Translated from Bertrand Raymond's column
in the March 22, 2008 Le Journal
One year ago, Guy Carboneau's lack of experience behind the bench was plainly visible.
Even though he'd been an assistant to the general manager in Dallas, and an assistant coach in Montreal on two occasions, the final decisions now belonged to him. On certain nights, everything seemed to happen so fast for a coach whose main assistant, Kirk Muller, was as green a rookie as he.
Less than a year later, with his team enjoying a remarkable season, Carbonneau is considered a coach of the year candidate.
So, how did that happen?
Of course, several players - Alex Kovalev comes to mind - have had their say in the success, but Carbonneau isn't denying that one year's experience can make a big difference. He understands that today he is a better coach.
During an interesting interview, the former Canadiens captain admits that he has a better control over the day to day goings on regarding the team. Honestly, he admits that he is surprised by the Habs performance this season.
"Realistically, I never thought come mid March that we'd be ahead of the Ottawa Senators", Carbonneau claims. "Of course, it is obvious that the Senators have taken a step back, and it has opened doors for many teams."
He could also add that the Canadiens have avoided what has happened with Ottawa. If the Habs have not suffered anything longer than a three game losing streak, a good part of the credit must head Carbonneau's way.
"Should it be concluded that we have been very fortunate?", he asks. "I guess you could say that our team has been well prepared for games and that we have been lucky enough to avoid injuries. These are all factors that need to be taken into consideration."
To thread the needle more precisely, Carbonneau adds that certain decisions that were planned out well ahead of time have played a major role in the success of the Canadiens.
For example, the team has regularly profited from a scheduled day off per week. Practices that would run up to 75 minutes earlier in the year now cut off at about 40 minutes. Carbonneau has never swayed from using four lines and six defenseman all season.

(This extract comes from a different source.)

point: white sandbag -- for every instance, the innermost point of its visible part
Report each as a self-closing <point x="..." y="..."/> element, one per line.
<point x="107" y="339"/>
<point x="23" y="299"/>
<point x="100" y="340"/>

Lower tier players are on a regular rotation in and out of the lineup.
Obviously, the rotation of players doesn't include the impact variety. The point was to keep third and fourth lines, as well as sixth and seventh defenseman energized.
Carbonneau also notes that the team doesn't play a kamikazee style of hockey, which enables injuries to be avoided. Stressing a poised positional game has its benefits.
The coach has taken some criticism for giving days off after bad games, especially the Sundays, but has stubbornly stuck to his gins in doing so regardless.
"When I was playing, I found it beneficial to have that day off", he explains. "When Sunday is free, players can plan family activities, take off to the Laurentides, or do whatever. After losses, I'd head to the dressing room just furious, but I always found it was important to respect that routine."
That could be the prime explanation for Carbonneau's success in year two. Last season, things were passing fast and he was more emotional. This season, there is the sense that he is more in control.
Carbonneau explains that the major difference between this season and last, is that he can foresee the reactions that his decisions provoke.
"There is less of the unknown for me this time", he admits. "Last season, I was trying to learn from what others coaches had done. I'd note things afterwards. I was making decisions without knowing what to expect. This year, I know what to expect."
Without having to mention it, the 48 year old coach brings up last year's situation with defenseman Craig Rivet. He classifies that learning experience as something that contributes to what has made him a better equiped coach today should the situation arise again.
"I still believe I did the right thing", he says, "but this year, would I have acted differently?
Probably. I would have taken time to explain to him why I was doing it. Rivet was surprised to find himself out of the lineup. Every player is when it happens to them."
"We didn't do this on a whim. It was the right decision, but it was an unexpected reaction to it. All told, we should have been more in control of the situation."
Carbonneau admits that behind the bench he is reacting to circumstances better than before. For example, last season, when down by two goals, he'd shorten the bench in favor of those who were rolling, as opposed to continuing to roll four lines as he does now.
When asked what have been this seasons biggest surprises for him, Carbonneau glances at a wall chart that contains the Habs current lineup.
"After all that went down last season, Alex Kovalev has to top the list. Roman Hamrlik's contribution is of note. Throw in the names of Bouillon, Gorges, and Streit, in addition to all the young players."
In Carbonneau's esteem, how many players would the Canadiens be away from a Stanley Cup?
It's a hard question for him to answer. The coach believes that with the current roster at his disposal, that the Canadiens have it in them to cause some heads to turn.
"I think that if we would have been able to add Marian Hossa, it would have helped a great deal", he adds in all honesty. "We are a young team. We'll see how the players do come playoff time. We are on the verge of getting some very important answers."